En pénétrant jusqu'en Finlande, on y trouve à la même époque, un poète plus original, M. Runeberg. Il ne faut pas s'étonner de sa tristesse, dit M. Marmier: «Ce qui n'est souvent dans d'autres pays que l'expression d'une pensée éphémère, quelquefois un rêve et quelquefois une erreur, est malheureusement ici une réalité. Ses poésies sont vraies par cela même qu'elles sont tristes. Il semble que ce jeune écrivain ait été saisi de bonne heure par la mélancolie de ses bois de sapins, de ses lacs solitaires, de son ciel brumeux. Et puis, l'auteur de ces poésies a aimé, il a perdu celle qu'il aimait, et parfois il exprime ses regrets dans des élégies plus exaltées que celles d'Young, plus douloureuses que celles de Kirke White; puis après ce cri de désolation le voilà qui revient sur lui-même, qui tâche de se maîtriser, et s'impose le douloureux repos de la résignation.» Sans doute, il y avait là une émotion sincèrement mélancolique, mais ce sentiment, en dépit des circonstances qui semblent le favoriser dans la patrie de M. Runeberg, en dépit aussi de la théorie déjà critiquée de Mme de Staël, ne semble pas avoir été général et nous n'en rencontrons pas d'autre vestige dans ces régions.

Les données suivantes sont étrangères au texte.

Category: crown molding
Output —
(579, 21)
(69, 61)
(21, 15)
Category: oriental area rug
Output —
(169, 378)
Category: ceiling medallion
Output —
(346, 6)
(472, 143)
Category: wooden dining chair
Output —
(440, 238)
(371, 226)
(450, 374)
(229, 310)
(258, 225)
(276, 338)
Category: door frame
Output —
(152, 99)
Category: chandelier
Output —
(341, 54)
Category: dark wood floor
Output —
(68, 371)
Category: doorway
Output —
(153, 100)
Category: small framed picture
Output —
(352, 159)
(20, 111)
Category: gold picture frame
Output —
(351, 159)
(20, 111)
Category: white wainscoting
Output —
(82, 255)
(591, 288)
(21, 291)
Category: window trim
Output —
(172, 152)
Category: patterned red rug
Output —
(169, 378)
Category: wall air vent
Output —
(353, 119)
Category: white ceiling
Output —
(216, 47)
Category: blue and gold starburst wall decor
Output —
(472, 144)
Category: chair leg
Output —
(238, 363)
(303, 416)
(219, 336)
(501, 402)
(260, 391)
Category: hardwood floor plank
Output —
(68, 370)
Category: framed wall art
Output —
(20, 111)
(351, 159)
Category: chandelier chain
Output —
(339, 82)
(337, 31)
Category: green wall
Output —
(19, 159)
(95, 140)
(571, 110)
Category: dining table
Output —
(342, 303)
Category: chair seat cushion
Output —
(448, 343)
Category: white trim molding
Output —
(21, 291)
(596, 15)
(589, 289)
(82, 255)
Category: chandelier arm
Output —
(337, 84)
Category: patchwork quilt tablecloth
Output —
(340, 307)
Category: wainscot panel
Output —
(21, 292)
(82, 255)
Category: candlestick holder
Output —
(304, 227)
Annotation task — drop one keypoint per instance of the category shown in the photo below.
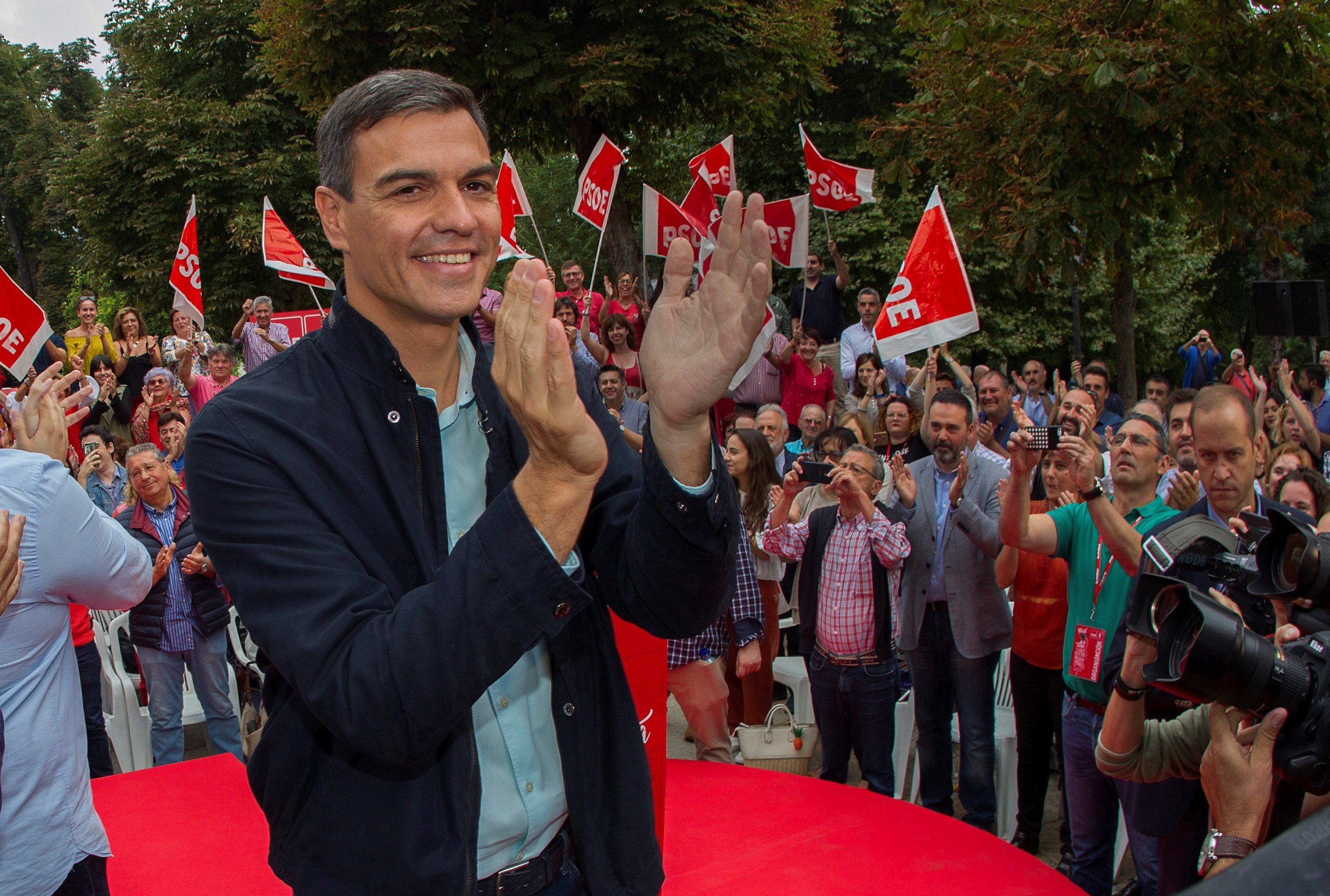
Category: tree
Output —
(188, 112)
(47, 101)
(559, 76)
(1070, 123)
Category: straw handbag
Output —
(773, 746)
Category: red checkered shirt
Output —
(845, 595)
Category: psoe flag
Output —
(23, 327)
(596, 182)
(720, 167)
(932, 301)
(834, 186)
(789, 224)
(285, 255)
(185, 277)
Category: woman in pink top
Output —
(626, 302)
(804, 379)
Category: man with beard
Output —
(1180, 487)
(954, 619)
(1100, 540)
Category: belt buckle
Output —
(508, 871)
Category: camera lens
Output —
(1207, 655)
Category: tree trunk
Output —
(622, 250)
(27, 277)
(1123, 308)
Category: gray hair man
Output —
(260, 338)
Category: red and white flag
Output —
(720, 167)
(596, 182)
(789, 224)
(932, 301)
(834, 186)
(185, 277)
(23, 327)
(512, 205)
(283, 252)
(663, 223)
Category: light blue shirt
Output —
(522, 781)
(72, 554)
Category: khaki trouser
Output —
(701, 693)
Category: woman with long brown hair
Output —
(752, 466)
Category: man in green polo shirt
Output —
(1100, 540)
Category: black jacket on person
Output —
(146, 620)
(318, 490)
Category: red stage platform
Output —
(728, 830)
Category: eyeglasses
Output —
(1138, 441)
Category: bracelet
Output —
(1127, 692)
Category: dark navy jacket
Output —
(317, 484)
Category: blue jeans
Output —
(95, 722)
(1092, 805)
(855, 708)
(945, 678)
(164, 673)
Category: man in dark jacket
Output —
(183, 620)
(426, 543)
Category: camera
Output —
(1207, 652)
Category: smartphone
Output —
(814, 473)
(1045, 438)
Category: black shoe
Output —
(1027, 841)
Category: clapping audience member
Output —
(51, 839)
(183, 616)
(853, 556)
(159, 399)
(954, 619)
(748, 458)
(260, 338)
(630, 413)
(112, 407)
(1039, 623)
(90, 338)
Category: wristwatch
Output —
(1094, 491)
(1221, 846)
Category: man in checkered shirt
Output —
(697, 665)
(849, 584)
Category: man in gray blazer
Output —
(954, 619)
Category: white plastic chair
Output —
(795, 674)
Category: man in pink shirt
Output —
(203, 389)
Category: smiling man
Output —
(426, 541)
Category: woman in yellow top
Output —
(90, 338)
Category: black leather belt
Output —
(532, 875)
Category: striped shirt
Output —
(845, 624)
(745, 619)
(178, 621)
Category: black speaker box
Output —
(1290, 309)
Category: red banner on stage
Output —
(720, 167)
(23, 327)
(285, 255)
(834, 186)
(185, 276)
(596, 182)
(930, 302)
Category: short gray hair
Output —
(876, 467)
(393, 92)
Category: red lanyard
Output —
(1101, 571)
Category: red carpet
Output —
(728, 830)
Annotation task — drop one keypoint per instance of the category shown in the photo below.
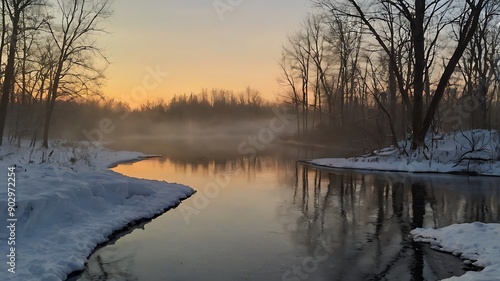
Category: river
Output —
(270, 218)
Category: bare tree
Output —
(75, 70)
(13, 9)
(426, 21)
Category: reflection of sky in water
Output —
(266, 220)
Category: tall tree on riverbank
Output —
(427, 22)
(75, 69)
(12, 10)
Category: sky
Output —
(159, 48)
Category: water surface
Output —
(270, 218)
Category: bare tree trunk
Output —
(9, 71)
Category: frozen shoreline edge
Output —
(132, 225)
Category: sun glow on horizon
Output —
(197, 49)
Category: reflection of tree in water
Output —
(369, 219)
(105, 269)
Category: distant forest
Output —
(352, 73)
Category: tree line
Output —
(400, 68)
(48, 55)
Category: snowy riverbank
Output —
(475, 152)
(470, 152)
(475, 243)
(67, 202)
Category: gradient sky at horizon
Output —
(196, 46)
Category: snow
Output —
(469, 152)
(476, 243)
(68, 202)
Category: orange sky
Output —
(235, 45)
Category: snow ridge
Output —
(69, 202)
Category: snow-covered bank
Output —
(470, 152)
(68, 202)
(476, 243)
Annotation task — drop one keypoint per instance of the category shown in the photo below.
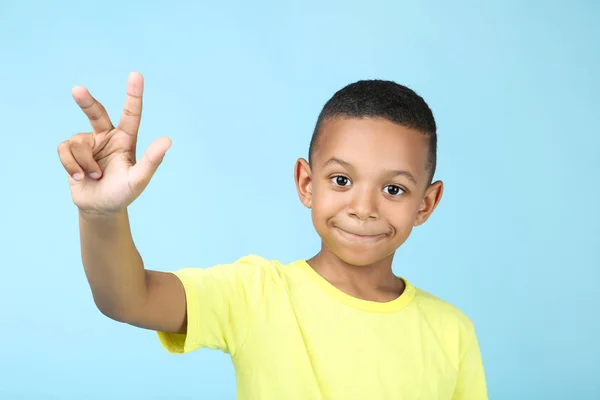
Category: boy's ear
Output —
(302, 176)
(433, 195)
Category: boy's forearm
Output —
(113, 266)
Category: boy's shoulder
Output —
(442, 311)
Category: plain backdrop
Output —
(238, 86)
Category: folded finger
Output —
(81, 147)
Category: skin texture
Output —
(347, 201)
(367, 187)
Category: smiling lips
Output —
(362, 235)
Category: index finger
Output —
(95, 111)
(132, 112)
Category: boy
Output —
(339, 325)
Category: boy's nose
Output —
(363, 205)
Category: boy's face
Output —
(367, 187)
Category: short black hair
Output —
(381, 99)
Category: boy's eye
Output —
(393, 190)
(341, 180)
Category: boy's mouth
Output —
(356, 234)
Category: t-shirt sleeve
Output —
(222, 303)
(471, 383)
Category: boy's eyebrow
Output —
(347, 165)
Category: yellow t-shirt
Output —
(292, 335)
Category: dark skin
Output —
(367, 187)
(105, 178)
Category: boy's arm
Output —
(105, 177)
(122, 289)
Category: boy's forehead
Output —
(369, 141)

Enfin parlerai-je d'un pays bien différent et, comme la Belgique, nouveau dans cette étude, de l'Espagne? Nommerai-je le poète Larra, qui était poursuivi par une amère tristesse, qui disait que c'était dans ses moments de mélancolie qu'il travaillait pour l'amusement du public, et qui poussé par une exaspération maladive, qu'aggravait le chagrin d'une rupture avec une femme aimée, se donna la mort en 1837? Dirai-je que sous l'influence d'un autre poète, Zorrilla, disciple de Chateaubriand et de Lamartine, la poésie Espagnole prit à cette époque la teinte du génie Français, qu'on y retrouvait avec les procédés de notre école romantique les sujets mélancoliques qu'elle aimait à traiter, des poésies ayant par titres: Méditation, Soir d'automne, Nuit d'hiver, Indécision, Dernier jour? Ces faits ne sont pas sans importance, mais ils paraissent constituer ou des phénomènes isolés ou des manifestations plutôt littéraires que morales.
En somme, ce qui précède n'autorise pas à affirmer que le mal du siècle ait conservé, après 1830, au même degré qu'avant cette date, un caractère international.
XI
Caractère et causes du mal du siècle
de 1830 à 1848.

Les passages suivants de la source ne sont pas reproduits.